Sur 1’ eau printanière est amarré un bateau;
On ne veut pas se séparer jusqu' à l’ivresse.
Malgré le vent et la pluie, la brume et le flot.
On part au sud en apportant notre tristesse.
Poème chinois
「柳枝词」
郑文宝
亭亭画舸系春潭,直到行人酒半酣。
不管烟波与风雨,载将离恨过江南。
Explication du poème
Ce poème fut composé vers 975 (8ème année de Kaibao des Song du Nord), peu après la chute des Tang du Sud. Bien qu'ancien ministre des Tang du Sud, Zheng Wenbao fut recruté par les Song du Nord et nommé à l'Académie Guangwen. Ce poème, écrit durant sa carrière officielle, exprime à travers une scène d'adieu une profonde mélancolie de séparation, reflétant peut-être aussi ses propres tourments lors de ce changement de régime et d'exil loin de sa patrie.

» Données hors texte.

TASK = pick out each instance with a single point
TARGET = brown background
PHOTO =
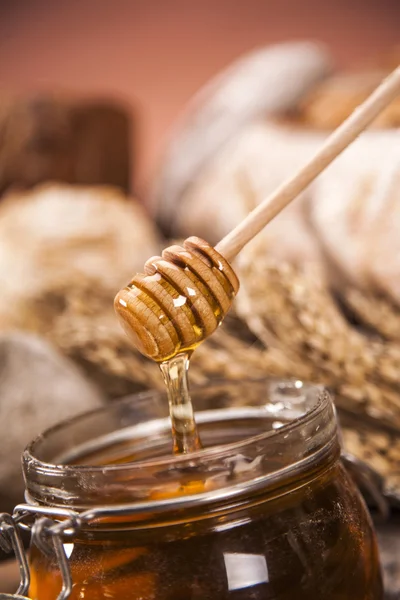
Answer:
(156, 53)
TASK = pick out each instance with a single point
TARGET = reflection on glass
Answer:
(245, 570)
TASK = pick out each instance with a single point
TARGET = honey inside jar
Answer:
(264, 511)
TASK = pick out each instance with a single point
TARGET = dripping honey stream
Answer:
(184, 294)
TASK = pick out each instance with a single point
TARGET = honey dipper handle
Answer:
(342, 137)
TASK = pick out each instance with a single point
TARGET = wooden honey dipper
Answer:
(184, 295)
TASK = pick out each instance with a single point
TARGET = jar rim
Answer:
(322, 400)
(310, 432)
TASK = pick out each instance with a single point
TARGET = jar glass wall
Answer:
(265, 511)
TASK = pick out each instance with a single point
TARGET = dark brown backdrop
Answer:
(157, 53)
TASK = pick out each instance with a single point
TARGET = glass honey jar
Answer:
(265, 511)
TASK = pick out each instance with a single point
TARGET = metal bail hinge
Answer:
(10, 541)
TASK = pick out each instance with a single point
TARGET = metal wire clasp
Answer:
(47, 535)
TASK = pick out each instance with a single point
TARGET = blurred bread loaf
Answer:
(45, 137)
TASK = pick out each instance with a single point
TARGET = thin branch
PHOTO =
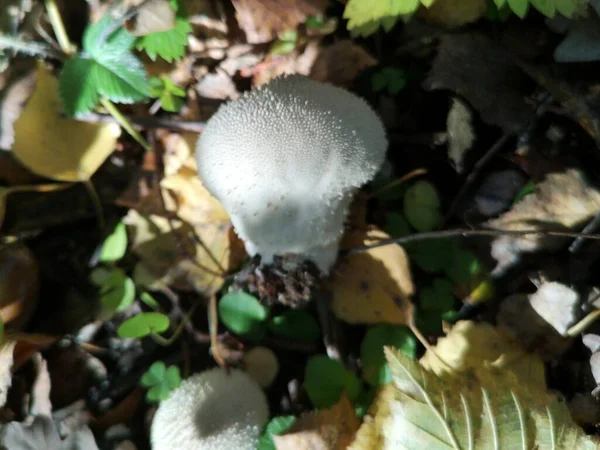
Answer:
(31, 48)
(467, 233)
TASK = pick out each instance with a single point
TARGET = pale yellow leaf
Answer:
(371, 286)
(57, 147)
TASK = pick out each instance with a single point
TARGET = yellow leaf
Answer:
(57, 147)
(371, 286)
(327, 429)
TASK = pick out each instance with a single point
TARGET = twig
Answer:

Premier couplet : « 亭亭画舸系春潭,直到行人酒半酣。 »
Tíng tíng huà gě xì chūn tán, zhí dào xíng rén jiǔ bàn hān.
Élégant bateau peint amarré au printanier étang,
N'appareillant qu'une fois le voyageur à moitié ivre.

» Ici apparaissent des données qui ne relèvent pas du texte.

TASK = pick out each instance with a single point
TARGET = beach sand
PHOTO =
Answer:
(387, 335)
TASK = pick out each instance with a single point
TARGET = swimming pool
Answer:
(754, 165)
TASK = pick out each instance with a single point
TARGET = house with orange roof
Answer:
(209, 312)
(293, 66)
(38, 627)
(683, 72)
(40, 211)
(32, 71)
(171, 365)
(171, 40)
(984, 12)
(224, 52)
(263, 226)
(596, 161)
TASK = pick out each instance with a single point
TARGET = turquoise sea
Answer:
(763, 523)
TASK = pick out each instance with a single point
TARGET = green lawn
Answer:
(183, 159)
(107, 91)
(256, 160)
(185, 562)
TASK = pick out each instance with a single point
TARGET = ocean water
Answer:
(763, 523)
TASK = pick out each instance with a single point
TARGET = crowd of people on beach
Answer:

"Élégant", terme habituellement réservé aux humains, décrit ici le bateau avec une originalité qui lui confère grâce et légèreté. "Amarré au printanier étang" évoque implicitement les saules du titre, formant le décor des adieux. Le premier vers crée une atmosphère de retard volontaire, tandis que le second montre le voyageur ne partant qu'après avoir bu - révélant leur attachement mutuel. Ces deux vers juxtaposent paysage et sentiment, exprimant avec subtilité l'affection persistante et l'amertume de la séparation.
Deuxième couplet : « 不管烟波与风雨,载将离恨过江南。 »
Bù guǎn yān bō yǔ fēngyǔ, zǎi jiāng lí hèn guò jiāngnán.

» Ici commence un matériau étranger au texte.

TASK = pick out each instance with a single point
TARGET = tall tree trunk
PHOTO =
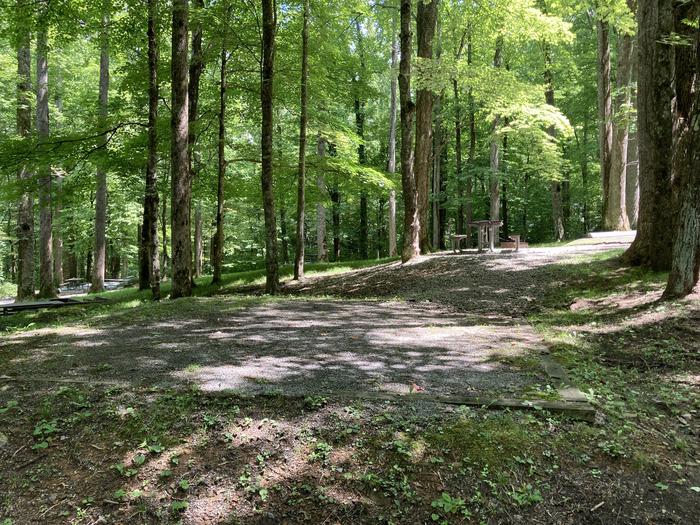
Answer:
(391, 160)
(495, 157)
(605, 131)
(46, 282)
(437, 174)
(411, 229)
(266, 100)
(653, 244)
(437, 147)
(321, 242)
(25, 209)
(504, 189)
(98, 276)
(335, 200)
(164, 232)
(632, 190)
(584, 175)
(426, 18)
(468, 207)
(685, 263)
(149, 234)
(556, 186)
(283, 234)
(196, 67)
(301, 173)
(616, 211)
(143, 266)
(179, 155)
(57, 235)
(359, 107)
(198, 241)
(459, 223)
(218, 244)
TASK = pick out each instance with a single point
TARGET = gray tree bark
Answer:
(391, 158)
(616, 210)
(57, 234)
(495, 155)
(25, 209)
(321, 242)
(652, 245)
(266, 100)
(98, 277)
(426, 18)
(301, 174)
(411, 243)
(198, 241)
(218, 244)
(46, 282)
(685, 262)
(179, 155)
(150, 206)
(605, 131)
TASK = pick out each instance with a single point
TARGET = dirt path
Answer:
(449, 324)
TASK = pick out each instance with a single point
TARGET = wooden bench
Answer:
(512, 242)
(12, 308)
(486, 233)
(457, 242)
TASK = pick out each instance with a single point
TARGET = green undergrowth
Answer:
(124, 300)
(625, 350)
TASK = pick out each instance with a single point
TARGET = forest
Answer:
(350, 114)
(242, 276)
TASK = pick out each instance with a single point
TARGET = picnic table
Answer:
(486, 232)
(74, 283)
(12, 308)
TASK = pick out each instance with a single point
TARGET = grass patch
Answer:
(124, 300)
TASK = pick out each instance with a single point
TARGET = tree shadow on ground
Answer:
(291, 347)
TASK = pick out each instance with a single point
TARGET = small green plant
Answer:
(526, 495)
(446, 506)
(43, 433)
(179, 505)
(612, 448)
(126, 472)
(321, 452)
(10, 405)
(315, 402)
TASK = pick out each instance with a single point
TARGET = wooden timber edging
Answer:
(574, 409)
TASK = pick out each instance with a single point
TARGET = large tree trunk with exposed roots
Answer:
(266, 99)
(25, 208)
(179, 156)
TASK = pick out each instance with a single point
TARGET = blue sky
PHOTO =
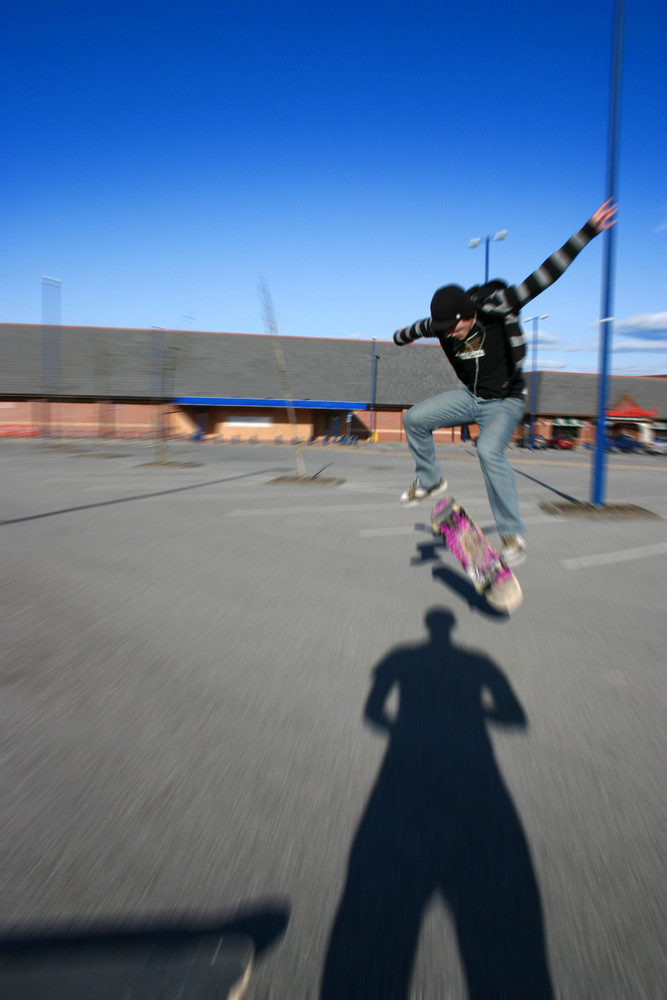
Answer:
(162, 158)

Dédaignant brumes, vagues, vent et pluie,
Il emportera ce chagrin d'adieu vers le sud du fleuve.
Le couplet final concrétise le départ, le bateau emmenant son lourd fardeau de tristesse. "Dédaignant" traduit une froide résignation - ni les intempéries ni le chagrin ne peuvent retarder l'inévitable. "Emportera ce chagrin" personnifie remarquablement la douleur de séparation, lui donnant poids et substance pour ce long voyage. Cette matérialisation ingénieuse de l'émotion abstraite intensifie la profondeur du "chagrin d'adieu", tout en révélant la résignation du poète face au destin et une sourde révolte contre cette séparation.
Lecture globale
Intitulé "Branche de saule", ce poème évoque sans la nommer la coutume d'offrir des rameaux de saule (dont le nom chinois "liu" est homophone de "retenir") en gage d'adieu. Sous l'apparente scène de départ - une barque peinte amarrée au printemps - se cachent l'amertume existentielle du poète et son sentiment d'errance. La mélancolie s'intensifie progressivement : de l'immobilité du bateau à l'ivresse légère du voyageur, puis aux intempéries traversées avec "tout le poids du chagrin", pour s'épanouir enfin dans l'immensité du "sud du fleuve", tel un rouleau peint des adieux printaniers.
Le génie réside dans sa subtilité : la tristesse ne s'exprime jamais directement mais à travers les objets - la barque qui "attend", l'étang printanier si "calme", le chagrin si "lourd". L'expression "charger le chagrin du départ" matérialise la douleur de la séparation, renforçant la puissance émotionnelle.
Spécificités stylistiques
Ce poème allie invention ingénieuse et retenue émotive. Barque peinte, étang printanier, brumes fluviales - chaque image porte discrètement l'adieu. Le langage concis mais profond culmine avec "charger le chagrin", matérialisant l'abstrait. Scènes et sentiments s'entrelacent, le réel et l'imaginaire se répondent, révélant sous une apparente quiétude des profondeurs troublées, témoignant de l'art unique du poète.
Éclairages
En quatre vers, ce poème dévoile l'indicible des séparations : l'émotion véritable réside moins dans les mots que dans les détails silencieux. Comme le voyageur emporté par son destin, nous traversons l'existence, mais c'est dans les attentes immobiles ("barque non encore partie") et les épreuves endurées ("intempéries traversées") que se révèlent les sentiments les plus vrais. Ce poème nous enseigne à chérir l'instant présent et à percevoir, dans l'inconstance du sort, la persistance de la tendresse humaine.
Traducteur de poésie
Xu Yuanchong(许渊冲)
À propos du poète
Zheng Wenbao (郑文宝, 953 - 1013), originaire de Ninghua (Fujian), poète et calligraphe du début des Song. Reçu docteur en 983, sa poésie limpide et suggestive, proche du style tardif des Tang mais économe en allusions, offrait une alternative rafraîchissante au style orné alors en vogue.